MySuper is an integral piece of the Stronger Super reforms announced in 2011 by the Gillard Government for the Australian superannuation industry.

From 1 January 2014, if an employee hasn’t exercised a super choice, their employer must pay the employee’s super contributions into a super fund with an Australian Prudential Regulatory Authority (APRA) approved MySuper offering. 

MySuper investment legislation states that super funds have to align with a regulated set of features, including:

  • a single investment option
  • a minimum level of insurance cover
  • an easily comparable fee structure with a short prescribed list of allowable fee types
  • restrictions on how advice is provided and paid for; and 
  • rules governing fund governance and transparency

MySuper products allow trustee flexibility within the investment and asset allocations.  The options allowed are diversified or age-based investment. A number of super funds have applied for their existing diversified default option typically the balanced fund to become MySuper compliant. The alternative is the age based investment strategy which utilises a lifecycle approach for asset allocation.

In applying the lifecycle approach members are segregated into age based cohorts of typically five to ten year brackets. Allocation of assets is then tailored to each cohort based on assumptions of the average investor’s profile. The intention of the lifecycle approach is to ensure a reduction in higher risk growth assets as a member transition through their working life to retirement.
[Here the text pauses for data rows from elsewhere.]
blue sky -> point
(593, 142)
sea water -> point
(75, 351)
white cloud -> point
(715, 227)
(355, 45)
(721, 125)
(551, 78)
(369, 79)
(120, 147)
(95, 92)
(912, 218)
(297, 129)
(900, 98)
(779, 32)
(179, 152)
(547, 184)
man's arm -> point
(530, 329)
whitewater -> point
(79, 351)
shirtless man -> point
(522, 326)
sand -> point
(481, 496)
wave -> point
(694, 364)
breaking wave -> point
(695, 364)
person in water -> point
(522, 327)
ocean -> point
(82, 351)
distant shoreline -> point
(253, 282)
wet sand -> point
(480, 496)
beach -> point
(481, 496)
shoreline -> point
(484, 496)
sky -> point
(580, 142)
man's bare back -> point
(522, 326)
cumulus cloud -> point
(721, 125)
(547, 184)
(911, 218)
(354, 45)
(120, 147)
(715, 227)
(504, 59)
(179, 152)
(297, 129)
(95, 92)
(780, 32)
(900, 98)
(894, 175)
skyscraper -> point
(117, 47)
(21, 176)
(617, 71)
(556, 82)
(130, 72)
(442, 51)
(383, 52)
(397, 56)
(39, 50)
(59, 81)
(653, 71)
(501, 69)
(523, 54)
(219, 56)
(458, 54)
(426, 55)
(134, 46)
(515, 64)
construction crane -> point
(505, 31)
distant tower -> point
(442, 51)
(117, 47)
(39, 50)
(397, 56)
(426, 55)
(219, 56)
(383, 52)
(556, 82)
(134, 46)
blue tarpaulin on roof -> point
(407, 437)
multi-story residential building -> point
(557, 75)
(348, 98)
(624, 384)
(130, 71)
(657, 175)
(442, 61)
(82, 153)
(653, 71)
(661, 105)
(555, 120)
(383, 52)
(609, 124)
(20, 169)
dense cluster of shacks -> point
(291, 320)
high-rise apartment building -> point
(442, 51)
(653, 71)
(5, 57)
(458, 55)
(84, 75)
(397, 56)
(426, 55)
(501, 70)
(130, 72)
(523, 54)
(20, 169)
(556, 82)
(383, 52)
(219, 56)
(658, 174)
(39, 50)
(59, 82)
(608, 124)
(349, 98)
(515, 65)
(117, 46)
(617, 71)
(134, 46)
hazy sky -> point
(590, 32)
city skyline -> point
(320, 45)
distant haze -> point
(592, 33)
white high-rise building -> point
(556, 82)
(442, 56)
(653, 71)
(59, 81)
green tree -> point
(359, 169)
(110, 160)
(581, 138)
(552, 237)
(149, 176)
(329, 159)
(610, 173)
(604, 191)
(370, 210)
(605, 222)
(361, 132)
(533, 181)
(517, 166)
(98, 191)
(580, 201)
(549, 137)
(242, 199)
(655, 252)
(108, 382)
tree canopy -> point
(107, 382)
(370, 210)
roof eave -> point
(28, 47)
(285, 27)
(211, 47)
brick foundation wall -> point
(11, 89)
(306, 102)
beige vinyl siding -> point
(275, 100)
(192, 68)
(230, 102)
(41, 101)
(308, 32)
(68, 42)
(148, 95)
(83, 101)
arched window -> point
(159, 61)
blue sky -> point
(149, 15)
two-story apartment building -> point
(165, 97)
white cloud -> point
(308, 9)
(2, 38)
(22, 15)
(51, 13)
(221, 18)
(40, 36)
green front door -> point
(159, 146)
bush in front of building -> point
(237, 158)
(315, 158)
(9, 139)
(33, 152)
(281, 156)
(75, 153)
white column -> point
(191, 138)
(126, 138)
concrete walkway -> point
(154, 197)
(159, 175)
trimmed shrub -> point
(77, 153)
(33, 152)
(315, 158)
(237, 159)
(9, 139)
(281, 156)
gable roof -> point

The benefits of lifecycle investing include:

  • set and forget approach – the fund changes members’ allocation as they age leading to reduction in growth assets over time
  • takes a long term view of investing
  • generally suits the asset allocation of the average member at that a particular age

The disadvantages of lifecycle investing including:

  •  no consideration for risk profile, super balance, wealth, retirement date, investment outlook or spouse super

The benefits of diversified investment strategy include:

  • certainty around your current and future asset allocation
  • the trustee isn’t timing the age based transition dates

The disadvantages of diversified investment strategy include:

  • members will be exposed to same asset allocation throughout their working life
  • there is no reduction in risk profile closer to retirement

All super fund members can opt out of the MySuper investment option into others provided by their fund, including allocations to cash, fixed interest, property and shares.